Era assim que Jó se sentia.
“Os meus dias passaram, malograram-se os meus propósitos, e as aspirações do meu coração (...). Se a única casa pela qual espero for a sepultura, se nas trevas estender a minha cama, se à corrupção clamar: Tu és meu pai; e aos vermes: Vós sois minha mãe e minha irmã, onde estará então a minha esperança? Sim, a minha esperança, quem a poderá ver?” Jó 17:11,13-15
Lembremo-nos que a fé que nos conecta à eternidade. Mas é a esperança que nos impulsiona para o futuro. Quando a esperança se esvai, temos que recorrer à fé.
Paulo diz que devemos atentar “nas coisas que se vêem, mas nas que não se vêem. Pois as que se vêem são temporais, e as que não se vêem são eternas (...). Andamos por fé, e não por vista” (2 Co. 4:18; 5:7).
O futuro não pode ser abortado, mas a esperança sim. E se ela tem sido sabotada pelas circunstâncias adversas, somente a fé poderá restaurá-la.
Foi o que aconteceu a Abraão, que “em esperança, creu contra a esperança, que seria feito pai de muitas nações (...). E não enfraqueceu na fé, nem atentou para o seu próprio corpo amortecido” (Rm.4:18a,19a).
Soa estranho para nós o fato de alguém crer contra a esperança. A fé deve ter primazia sobre a esperança.
A fé nos faz acessar a eternidade, onde o futuro já é presente, um presente que ainda não foi desembrulhado.
Na definição do autor sagrado, “a fé é a certeza das coisas que se esperam, e a prova das coisas que não se vêem” (Hb.11:1).
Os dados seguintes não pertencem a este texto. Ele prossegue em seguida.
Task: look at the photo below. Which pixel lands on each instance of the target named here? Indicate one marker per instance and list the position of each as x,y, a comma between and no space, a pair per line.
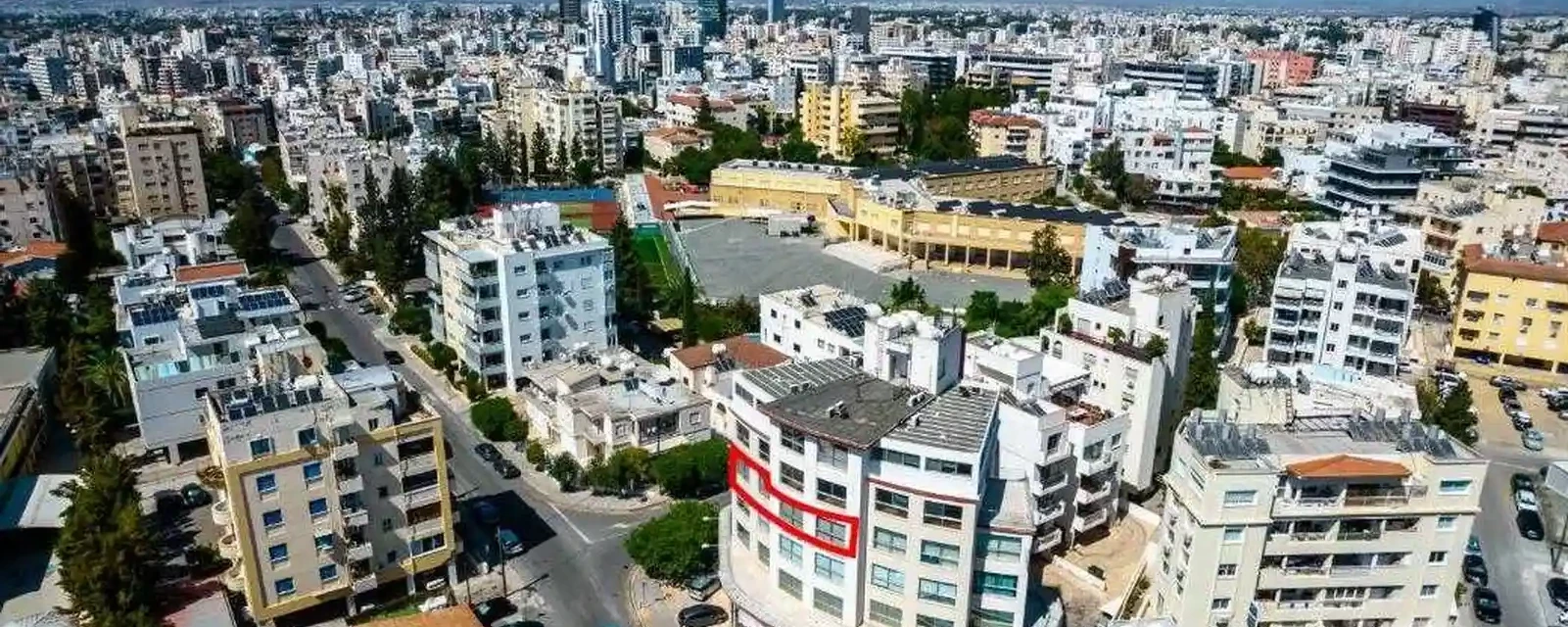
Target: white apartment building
817,321
600,402
877,493
519,287
330,490
1327,521
1205,256
1109,331
1343,297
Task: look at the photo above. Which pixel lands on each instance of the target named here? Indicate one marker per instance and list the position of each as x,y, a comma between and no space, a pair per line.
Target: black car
1474,571
1529,524
488,452
701,615
1557,590
505,469
1487,608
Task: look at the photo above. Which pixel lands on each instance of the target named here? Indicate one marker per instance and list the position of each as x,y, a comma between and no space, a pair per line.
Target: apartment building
1132,337
1513,302
832,115
877,493
600,402
1205,255
1002,133
1338,521
519,287
1343,297
331,490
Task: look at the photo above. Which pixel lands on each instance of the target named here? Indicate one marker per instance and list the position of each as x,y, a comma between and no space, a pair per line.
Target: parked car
1532,439
1526,501
701,615
1529,524
487,452
1487,607
1474,571
510,546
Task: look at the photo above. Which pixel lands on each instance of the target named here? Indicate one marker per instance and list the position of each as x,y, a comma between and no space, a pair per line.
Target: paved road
574,563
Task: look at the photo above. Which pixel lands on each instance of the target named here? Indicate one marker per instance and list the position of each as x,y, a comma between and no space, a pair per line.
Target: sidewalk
652,603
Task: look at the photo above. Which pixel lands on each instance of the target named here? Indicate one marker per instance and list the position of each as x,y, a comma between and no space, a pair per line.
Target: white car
1524,501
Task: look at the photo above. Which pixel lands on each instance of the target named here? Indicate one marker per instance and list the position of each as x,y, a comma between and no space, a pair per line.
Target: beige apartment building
830,115
1330,521
331,490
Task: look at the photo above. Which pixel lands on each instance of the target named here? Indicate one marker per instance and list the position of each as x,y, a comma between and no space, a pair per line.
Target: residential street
574,563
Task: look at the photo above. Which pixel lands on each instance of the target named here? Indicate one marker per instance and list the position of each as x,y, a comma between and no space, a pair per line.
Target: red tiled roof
1346,467
211,271
740,349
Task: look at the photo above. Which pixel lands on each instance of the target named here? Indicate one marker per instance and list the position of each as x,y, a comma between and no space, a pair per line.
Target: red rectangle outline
736,488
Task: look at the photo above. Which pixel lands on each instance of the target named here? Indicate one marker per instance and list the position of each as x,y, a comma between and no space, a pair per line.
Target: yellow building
836,117
1512,311
902,216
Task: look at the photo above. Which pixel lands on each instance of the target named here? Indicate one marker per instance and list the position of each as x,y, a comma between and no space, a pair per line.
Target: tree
107,556
565,470
498,420
678,545
1048,263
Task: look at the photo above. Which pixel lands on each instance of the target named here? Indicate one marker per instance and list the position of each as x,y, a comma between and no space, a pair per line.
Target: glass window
938,592
830,569
994,584
944,514
886,579
883,615
889,541
894,504
939,554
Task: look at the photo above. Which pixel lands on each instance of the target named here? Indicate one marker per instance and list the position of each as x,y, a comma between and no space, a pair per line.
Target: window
827,603
1002,549
789,549
1453,486
895,458
789,584
792,477
938,592
883,615
892,504
830,569
886,579
790,514
1236,499
990,618
944,514
939,554
949,467
994,584
832,532
889,541
832,493
312,472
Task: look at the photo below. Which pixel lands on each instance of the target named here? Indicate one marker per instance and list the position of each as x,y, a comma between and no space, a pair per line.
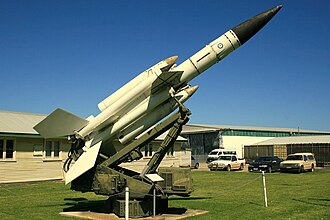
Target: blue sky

Nossa fé deve estar voltada para Aquele que “chama a existência as coisas que não são, como se já fossem” (Rm.4:17).
O que ainda será na perspectiva do tempo, já o é na eternidade.
Crer contra a esperança, é, ao mesmo tempo, crer aliado à esperança. É transcender o tempo e o espaço, e vislumbrar a eternidade.